On 5/11/20, Oleg Broytman
On Mon, May 11, 2020 at 09:12:52PM -0000, Steve Jorgensen
wrote: When the platform is Windows, certainly, "<letter>:" should not be allowed, and perhaps colon should not be allowed at all.
The meaning of "<letter>:name" is context dependent. If it occurs at the beginning of a path, it's relative to the working directory on drive "<letter>:", which defaults to the root directory on the drive. For example, if the working directory on drive "X:" is "X:\spam\eggs", then "X:foo" resolves to "X:\spam\eggs\foo". "X:foo" in this context is not a valid component name; it's actually a filepath. Otherwise "<letter>:" is part of an NTFS or ReFS stream path, where ":" is the stream delimiter. To be valid, it needs to be followed by either the name of the stream or the name plus the type, e.g. "filename:streamname" or "filename:streamname:streamtype". Should file streams be supported? More on File Streams An open or create will fail as an invalid filename if it uses invalid stream syntax or references a stream type that's unknown, or if the filesystem doesn't support streams and disallows colon in filenames (e.g. FAT32). The stream name can be empty to indicate an anonymous or default stream, but only if the stream type is specified. For example, in NTFS "filename::$DATA" is the anonymous data stream in a file named "filename". For a regular data file, it's the same as just accessing "filename". A directory can have named data streams, but it cannot have an anonymous data stream. The default stream in a directory is an index stream named "$I30". The following are equivalent names for a directory in NTFS: "dirname", "dirname::$INDEX_ALLOCATION", and "dirname:$I30:$INDEX_ALLOCATION". But "dirname:$I30" doesn't work because the default stream type is $DATA. To access a stream in a single-letter filename relative to the current directory, the current directory has to be referenced explicitly via the "." component. For example, "./C:spam" is a stream named "spam" in a file named "C" that's in the current working directory, but "C:spam" is a file named "spam" in the working directory on drive "C:".
Forbidden characters:
chr(0) < > : " / \ | ? *
characters in range from chr(1) through chr(31),
See the above discussion regarding ":". An NTFS stream name can include any character except for nul (0), colon, backslash, and slash. The characters *?"<> are the 5 wildcards characters that almost all NT filesystems disallow in filenames. These are important to disallow because the filesystem driver (in the kernel) is expected to support filtering a directory listing with a wildcard pattern. NT's * and ? wildcards have Unix shell semantics. The other three are DOS_DOT ("), DOS_STAR (<), and DOS_QM (>), which help to emulate MS-DOS behavior. The vertical bar or pipe (|) has no significance in filepaths, but it's a special shell character that's usually disallowed in filenames. Control characters 1-31 usually are also disallowed. That said, some non-Microsoft filesystems may allow these characters. For example, the VirtualBox shared-folder filesystem allows pipe and control characters in filenames.
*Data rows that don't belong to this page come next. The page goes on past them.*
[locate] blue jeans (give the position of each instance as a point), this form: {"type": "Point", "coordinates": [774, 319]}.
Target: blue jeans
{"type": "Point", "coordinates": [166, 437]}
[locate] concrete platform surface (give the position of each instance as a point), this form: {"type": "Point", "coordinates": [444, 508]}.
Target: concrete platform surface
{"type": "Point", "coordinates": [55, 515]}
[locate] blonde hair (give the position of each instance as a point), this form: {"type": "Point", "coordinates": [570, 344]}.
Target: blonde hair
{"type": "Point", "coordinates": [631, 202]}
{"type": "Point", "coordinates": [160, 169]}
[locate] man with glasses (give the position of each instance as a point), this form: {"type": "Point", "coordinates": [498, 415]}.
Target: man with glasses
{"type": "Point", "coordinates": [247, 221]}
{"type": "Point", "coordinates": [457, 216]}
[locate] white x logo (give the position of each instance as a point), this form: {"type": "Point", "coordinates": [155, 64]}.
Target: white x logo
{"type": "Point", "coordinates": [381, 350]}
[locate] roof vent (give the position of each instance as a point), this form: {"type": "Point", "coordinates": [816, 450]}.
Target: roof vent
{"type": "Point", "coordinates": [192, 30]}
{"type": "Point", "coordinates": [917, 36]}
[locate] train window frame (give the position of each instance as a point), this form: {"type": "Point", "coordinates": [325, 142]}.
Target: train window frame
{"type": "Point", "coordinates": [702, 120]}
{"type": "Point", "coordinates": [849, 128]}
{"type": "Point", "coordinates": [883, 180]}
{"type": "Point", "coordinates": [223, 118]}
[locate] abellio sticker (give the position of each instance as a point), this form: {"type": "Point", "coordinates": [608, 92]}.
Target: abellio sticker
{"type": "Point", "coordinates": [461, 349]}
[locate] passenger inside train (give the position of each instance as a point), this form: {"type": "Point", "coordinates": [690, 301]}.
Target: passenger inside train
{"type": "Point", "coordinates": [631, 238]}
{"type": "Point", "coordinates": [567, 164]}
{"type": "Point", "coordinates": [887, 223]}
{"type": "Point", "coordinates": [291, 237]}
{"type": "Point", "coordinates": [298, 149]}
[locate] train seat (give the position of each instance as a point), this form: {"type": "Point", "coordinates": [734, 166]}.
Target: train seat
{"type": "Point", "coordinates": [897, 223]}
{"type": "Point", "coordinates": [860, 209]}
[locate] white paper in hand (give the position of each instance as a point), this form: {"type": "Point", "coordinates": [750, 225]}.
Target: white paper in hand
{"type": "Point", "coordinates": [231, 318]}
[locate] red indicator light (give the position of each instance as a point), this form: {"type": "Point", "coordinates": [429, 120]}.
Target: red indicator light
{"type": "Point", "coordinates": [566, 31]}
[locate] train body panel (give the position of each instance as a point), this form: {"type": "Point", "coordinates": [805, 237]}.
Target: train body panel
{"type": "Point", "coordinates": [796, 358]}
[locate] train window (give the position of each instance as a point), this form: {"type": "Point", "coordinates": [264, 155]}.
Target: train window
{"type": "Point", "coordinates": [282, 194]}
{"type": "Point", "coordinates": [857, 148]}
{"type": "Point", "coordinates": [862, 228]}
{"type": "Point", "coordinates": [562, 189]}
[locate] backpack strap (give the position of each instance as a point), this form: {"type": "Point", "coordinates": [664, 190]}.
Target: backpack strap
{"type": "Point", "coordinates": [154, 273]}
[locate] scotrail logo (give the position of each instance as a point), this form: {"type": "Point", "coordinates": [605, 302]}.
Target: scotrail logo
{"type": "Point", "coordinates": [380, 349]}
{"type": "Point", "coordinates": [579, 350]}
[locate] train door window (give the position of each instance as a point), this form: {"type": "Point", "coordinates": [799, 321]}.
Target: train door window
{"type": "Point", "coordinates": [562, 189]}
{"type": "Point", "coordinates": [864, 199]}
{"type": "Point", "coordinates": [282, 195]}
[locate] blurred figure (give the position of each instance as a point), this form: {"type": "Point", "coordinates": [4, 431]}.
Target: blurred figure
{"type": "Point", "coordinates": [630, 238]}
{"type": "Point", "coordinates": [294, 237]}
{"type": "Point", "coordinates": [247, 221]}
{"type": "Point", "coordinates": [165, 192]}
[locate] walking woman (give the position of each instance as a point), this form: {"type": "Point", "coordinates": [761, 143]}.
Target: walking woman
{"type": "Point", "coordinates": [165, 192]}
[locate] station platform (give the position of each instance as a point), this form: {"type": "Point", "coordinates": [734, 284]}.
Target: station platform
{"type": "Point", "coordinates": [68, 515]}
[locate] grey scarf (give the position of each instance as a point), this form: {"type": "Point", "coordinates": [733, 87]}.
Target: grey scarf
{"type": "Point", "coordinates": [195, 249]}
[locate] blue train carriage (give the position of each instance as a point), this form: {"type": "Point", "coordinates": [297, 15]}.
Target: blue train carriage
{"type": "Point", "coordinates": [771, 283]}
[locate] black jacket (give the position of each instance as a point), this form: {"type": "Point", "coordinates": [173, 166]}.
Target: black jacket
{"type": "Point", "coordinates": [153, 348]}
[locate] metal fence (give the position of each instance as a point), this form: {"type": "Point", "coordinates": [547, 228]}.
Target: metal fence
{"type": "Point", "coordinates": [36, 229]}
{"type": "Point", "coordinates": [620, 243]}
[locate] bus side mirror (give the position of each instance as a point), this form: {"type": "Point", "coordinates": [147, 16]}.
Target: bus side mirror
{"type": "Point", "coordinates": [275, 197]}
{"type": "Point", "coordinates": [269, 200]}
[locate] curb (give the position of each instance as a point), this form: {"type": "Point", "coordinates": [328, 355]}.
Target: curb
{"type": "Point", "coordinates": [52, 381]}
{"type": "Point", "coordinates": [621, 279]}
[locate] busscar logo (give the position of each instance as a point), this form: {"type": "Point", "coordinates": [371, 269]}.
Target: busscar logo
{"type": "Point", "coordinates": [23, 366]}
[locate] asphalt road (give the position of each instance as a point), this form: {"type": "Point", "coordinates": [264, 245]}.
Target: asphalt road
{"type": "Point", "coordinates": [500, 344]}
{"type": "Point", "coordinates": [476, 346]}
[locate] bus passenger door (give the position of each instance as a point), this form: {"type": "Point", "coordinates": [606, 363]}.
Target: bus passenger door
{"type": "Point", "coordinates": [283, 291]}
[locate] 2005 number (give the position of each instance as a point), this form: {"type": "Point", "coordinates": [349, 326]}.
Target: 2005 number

a space or a period at the end of file/directory name.
Trailing spaces and dots are stripped from the final path component in almost all contexts. Except "\\?\" device paths are never normalized in an open or create context. For example, creating "\\?\C:\Temp\spam. . . " will name the file "spam. . . " instead of the normal name "spam". The name "spam. . . " will appear in the directory listing, but opening it will require using a "\\?\" device path.
Forbidden file names (with any extensions):
CON, PRN, AUX, NUL, COM1, COM2, COM3, COM4, COM5, COM6, COM7, COM8, COM9, LPT1, LPT2, LPT3, LPT4, LPT5, LPT6, LPT7, LPT8, and LPT9.
In an attempt to replicate how MS-DOS implemented devices, Windows reserves DOS device names such as "NUL" in the final component of DOS drive-letter paths and relative paths. They are not reserved in the final component of UNC and device paths, though a server may disallow them by policy, as Microsoft's SMB server does. Matching the device name ignores everything after a trailing colon or dot that follows the name with 0 or more intervening spaces. This is more than ignoring an extension, which is typically taken as the characters following the last dot in a filename. "CONIN$" and "CONOUT$" are mistakenly excluded from the documented list of reserved DOS device names. Windows has always reserved them as unqualified relative names in a create/open context. Starting with Windows 8, they're reserved exactly the same as the classic DOS device names. Examples with trailing dots and spaces: >>> os.getcwd() 'C:\\' >>> nt._getfullpathname('spam. . . ') 'C:\\spam' >>> nt._getfullpathname('foo/spam. . . ') 'C:\\foo\\spam' DOS devices: >>> nt._getfullpathname('conin$:spam.eggs') '\\\\.\\conin$' >>> nt._getfullpathname('foo/conin$ .spam.eggs') '\\\\.\\conin$' Non-final component: >>> nt._getfullpathname('spam. . . /foo') 'C:\\spam. . . \\foo'
nt._getfullpathname('conin$/foo') 'C:\\conin$\\foo'
UNC and device paths: >>> nt._getfullpathname('//server/share/conin$') '\\\\server\\share\\conin$' >>> nt._getfullpathname('//./C:/conin$') '\\\\.\\C:\\conin$'